The research team took note of current technological advances which will let researchers to encourage and record movement of genetically and anatomically defined neuron groups using light instead of electricity. Thus, ensuring the team would know precisely which host and graft neurons were at play without worrying about electric currents moving through tissue and potentially causing misleading results.
The team were shown that even when certain stimulus were not present, graft neurons fired continuously in very specific groups of neurons with highly corresponding activity which was more the same in the neural networks of a normal spinal cord. When they stimulated regenerating axons emitting from the mice’s brain, they discovered that some of the same automtically active groups of graft neurons responded robustly which indicated that those networks have functional synaptic connections from inputs that usually increase movement. Such sensory stimuli as a pinch or light touch also stimulated graft neurons.

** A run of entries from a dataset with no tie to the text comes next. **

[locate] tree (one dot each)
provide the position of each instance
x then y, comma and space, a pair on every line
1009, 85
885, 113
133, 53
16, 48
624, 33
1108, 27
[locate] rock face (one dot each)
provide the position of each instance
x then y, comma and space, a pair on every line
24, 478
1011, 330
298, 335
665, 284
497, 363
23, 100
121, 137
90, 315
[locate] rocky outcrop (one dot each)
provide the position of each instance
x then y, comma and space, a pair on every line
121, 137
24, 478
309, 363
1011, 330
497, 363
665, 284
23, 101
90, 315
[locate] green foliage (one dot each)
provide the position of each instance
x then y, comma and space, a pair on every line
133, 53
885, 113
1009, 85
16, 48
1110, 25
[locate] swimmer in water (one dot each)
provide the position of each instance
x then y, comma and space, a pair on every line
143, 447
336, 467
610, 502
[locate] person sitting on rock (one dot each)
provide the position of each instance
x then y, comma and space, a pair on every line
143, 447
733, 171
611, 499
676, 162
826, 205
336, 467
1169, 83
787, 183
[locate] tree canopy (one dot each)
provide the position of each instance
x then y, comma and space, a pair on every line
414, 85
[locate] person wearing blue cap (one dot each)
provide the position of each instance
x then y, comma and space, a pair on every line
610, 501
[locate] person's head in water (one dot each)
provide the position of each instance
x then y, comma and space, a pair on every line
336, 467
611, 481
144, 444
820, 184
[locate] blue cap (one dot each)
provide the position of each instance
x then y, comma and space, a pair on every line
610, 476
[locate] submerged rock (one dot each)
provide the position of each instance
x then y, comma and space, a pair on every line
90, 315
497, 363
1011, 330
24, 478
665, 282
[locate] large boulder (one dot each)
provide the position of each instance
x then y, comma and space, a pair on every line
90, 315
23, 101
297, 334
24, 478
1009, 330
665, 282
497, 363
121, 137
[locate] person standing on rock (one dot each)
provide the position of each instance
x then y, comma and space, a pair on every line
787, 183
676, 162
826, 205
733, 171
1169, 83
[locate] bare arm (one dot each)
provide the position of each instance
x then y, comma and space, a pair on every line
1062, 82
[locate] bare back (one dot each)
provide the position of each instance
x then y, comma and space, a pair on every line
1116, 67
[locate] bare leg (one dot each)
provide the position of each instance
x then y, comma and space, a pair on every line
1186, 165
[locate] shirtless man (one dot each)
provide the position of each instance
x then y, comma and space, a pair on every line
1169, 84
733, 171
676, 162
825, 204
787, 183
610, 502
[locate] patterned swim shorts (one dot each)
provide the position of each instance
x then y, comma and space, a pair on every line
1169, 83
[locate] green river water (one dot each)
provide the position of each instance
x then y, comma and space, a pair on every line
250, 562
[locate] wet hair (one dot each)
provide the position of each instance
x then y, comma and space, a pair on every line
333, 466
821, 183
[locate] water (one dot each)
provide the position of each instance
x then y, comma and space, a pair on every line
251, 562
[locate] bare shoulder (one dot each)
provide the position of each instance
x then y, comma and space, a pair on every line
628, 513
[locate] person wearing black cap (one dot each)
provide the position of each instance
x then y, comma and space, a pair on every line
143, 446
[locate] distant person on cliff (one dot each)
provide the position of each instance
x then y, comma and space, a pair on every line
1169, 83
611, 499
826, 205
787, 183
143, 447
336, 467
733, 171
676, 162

This showed that the team could start up spinal cord neurons underneath the site of injury through stimulating graft axons extending into those areas. Through putting together all the results, it happens that neural stem cell grafts have an important ability to self-assemble themselves into spinal cord-like neural networks that then assimilate with the host nervous system. Following years of inference and speculation, the team showed directly that all of the building blocks of a neuronal relay across injuries to the spine can be functional.
The team is currently working on many pathways in an effort to improve the functional connectivity of stem cell grafts towards grouping the topology of grafts to copy those of the normal spinal cord with scaffolds and using electrical stimulation to build up the synapses between graft neurons and host.
While it may still be years off for the precise sequence of stem cells, rehabilitation, stimulation and other interventions, people that have spinal cord injuries now. Therefore, the team is now working with regulatory agencies to direct their stem cell graft path into clinical trials as soon as they can. They anticipate that if all goes well, they may discover a therapy in the next 10 years.